Sending love and solidarity! ♥️
We have been working from home for a week now, but I spent too much time on Facebook and watching scary videos on YouTube yesterday and threw myself into a panic. Today is a self-care day. I’ve already told my boss. Sum total of work performed today is the 30 minute conversation I had with her. Today I will clean if I want to, bake if I want to, eat, watch relaxing things on TV. Today I am grounded from news and Facebook. Today, I take care of me. Thanks for setting a good example.
GOOD WORK! ❤️
This Minnesota mama with a grown kid living in NYC can’t concentrate on a thing because he probably has the virus. He’s too far away and I’m well over 60–so even if he was right next door I couldn’t do a thing. They’re always your baby. So deep breaths and is it wine o’clock yet?
Oh, that’s HARD. Boo. I’m so sorry. Yes — I hate that my adult kid and her human are back in Hawaii — across an OCEAN — and God only knows when we’ll see each other again. Sending lots of sympathy and solidarity. ❤️
You are helping to hold me every single day during this. I have shared you with everyone I know. I am not reading much during this time, but I am reading you.
I’m a writer too and so I know the barrage of info out there that I am competing with. Yours is a breath of fresh air, my friend.
Thank you, sweet one. ♥️
Totally relate to getting new information daily and sometimes hourly – I work in a grocery store. And it does indeed feel like we are getting new information and new protocols handed down from our corporate office/the health department/the CDC hourly. It is mentally and emotionally exhausting.
Also, I think waffles are an excellent option for being productive. And making waffles requires making a mess of the kitchen. Or, shoving the existing mess over so you can make waffle mess. It’s all good.
THANK YOU for your work! I hope you’re getting lots of kindness at the store. ❤️
Thank you! I love reading these diary entries and wonder if it’s time to dust off my own. Right now, though, I’m doing a shared diary with my 8 year old. She writes me messages about how she’s feeling and I respond in hopefully helpful ways. Lately, she’s had big feelings that mirror my own: stressed, sad, afraid, frustrated, disappointed and no where close to happy. She was so brave today because she sat with these feelings until she could name them. Then, she and I sat in the mud together. After we sat with our feelings, we tried to focus on those things that were happy that occurred today: our long walk in the morning, her scooter ride with her brother, reading books in bed, making monkey bread. It was a brutiful day!
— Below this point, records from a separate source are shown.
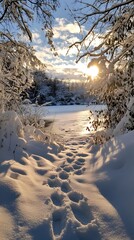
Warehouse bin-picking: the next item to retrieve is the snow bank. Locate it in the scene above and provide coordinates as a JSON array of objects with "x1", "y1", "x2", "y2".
[{"x1": 90, "y1": 130, "x2": 134, "y2": 238}]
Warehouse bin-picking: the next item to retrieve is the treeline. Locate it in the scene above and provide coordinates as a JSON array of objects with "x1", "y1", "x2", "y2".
[{"x1": 24, "y1": 70, "x2": 93, "y2": 105}]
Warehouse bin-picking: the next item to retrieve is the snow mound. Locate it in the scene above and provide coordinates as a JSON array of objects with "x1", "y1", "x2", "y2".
[{"x1": 91, "y1": 130, "x2": 134, "y2": 238}]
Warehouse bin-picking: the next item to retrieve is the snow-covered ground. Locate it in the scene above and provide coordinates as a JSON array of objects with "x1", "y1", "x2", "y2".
[
  {"x1": 0, "y1": 105, "x2": 134, "y2": 240},
  {"x1": 32, "y1": 104, "x2": 106, "y2": 141}
]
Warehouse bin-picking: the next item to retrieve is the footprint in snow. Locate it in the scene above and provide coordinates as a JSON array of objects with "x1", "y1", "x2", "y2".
[
  {"x1": 10, "y1": 167, "x2": 27, "y2": 176},
  {"x1": 60, "y1": 161, "x2": 69, "y2": 168},
  {"x1": 66, "y1": 152, "x2": 74, "y2": 157},
  {"x1": 31, "y1": 155, "x2": 41, "y2": 161},
  {"x1": 67, "y1": 157, "x2": 74, "y2": 164},
  {"x1": 72, "y1": 164, "x2": 82, "y2": 170},
  {"x1": 51, "y1": 191, "x2": 64, "y2": 206},
  {"x1": 72, "y1": 150, "x2": 78, "y2": 154},
  {"x1": 29, "y1": 219, "x2": 53, "y2": 240},
  {"x1": 75, "y1": 158, "x2": 85, "y2": 165},
  {"x1": 74, "y1": 168, "x2": 86, "y2": 175},
  {"x1": 60, "y1": 180, "x2": 72, "y2": 193},
  {"x1": 35, "y1": 168, "x2": 48, "y2": 176},
  {"x1": 57, "y1": 153, "x2": 64, "y2": 158},
  {"x1": 0, "y1": 182, "x2": 20, "y2": 204},
  {"x1": 79, "y1": 141, "x2": 86, "y2": 145},
  {"x1": 59, "y1": 171, "x2": 69, "y2": 180},
  {"x1": 63, "y1": 166, "x2": 74, "y2": 173},
  {"x1": 68, "y1": 191, "x2": 83, "y2": 203},
  {"x1": 47, "y1": 178, "x2": 61, "y2": 188},
  {"x1": 49, "y1": 174, "x2": 57, "y2": 179},
  {"x1": 52, "y1": 208, "x2": 67, "y2": 236},
  {"x1": 19, "y1": 157, "x2": 28, "y2": 166},
  {"x1": 71, "y1": 142, "x2": 78, "y2": 146},
  {"x1": 71, "y1": 201, "x2": 93, "y2": 225},
  {"x1": 56, "y1": 167, "x2": 62, "y2": 172},
  {"x1": 76, "y1": 153, "x2": 88, "y2": 158},
  {"x1": 10, "y1": 172, "x2": 19, "y2": 180},
  {"x1": 70, "y1": 148, "x2": 77, "y2": 151}
]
I really like hearing about your parenting. Thanks for sharing!
That’s genius and GORGEOUS. I love the way you’re loving your kid right now. Brutiful, indeed. ❤️
I’ve got the jittery part down, just no productivity. I did manage a shower for the first time in five days. Hoorah for me! Tomorrow my goal is to locate toilet paper. It’s good to have goals while being isolated. Thank you for writing.
Productivity is overrated. Taking care of ourselves is where it’s at right now! ❤️ I hope your TP hunt went well. I still haven’t inventoried mine, so we probably have, like 45 minutes’ worth of TP left.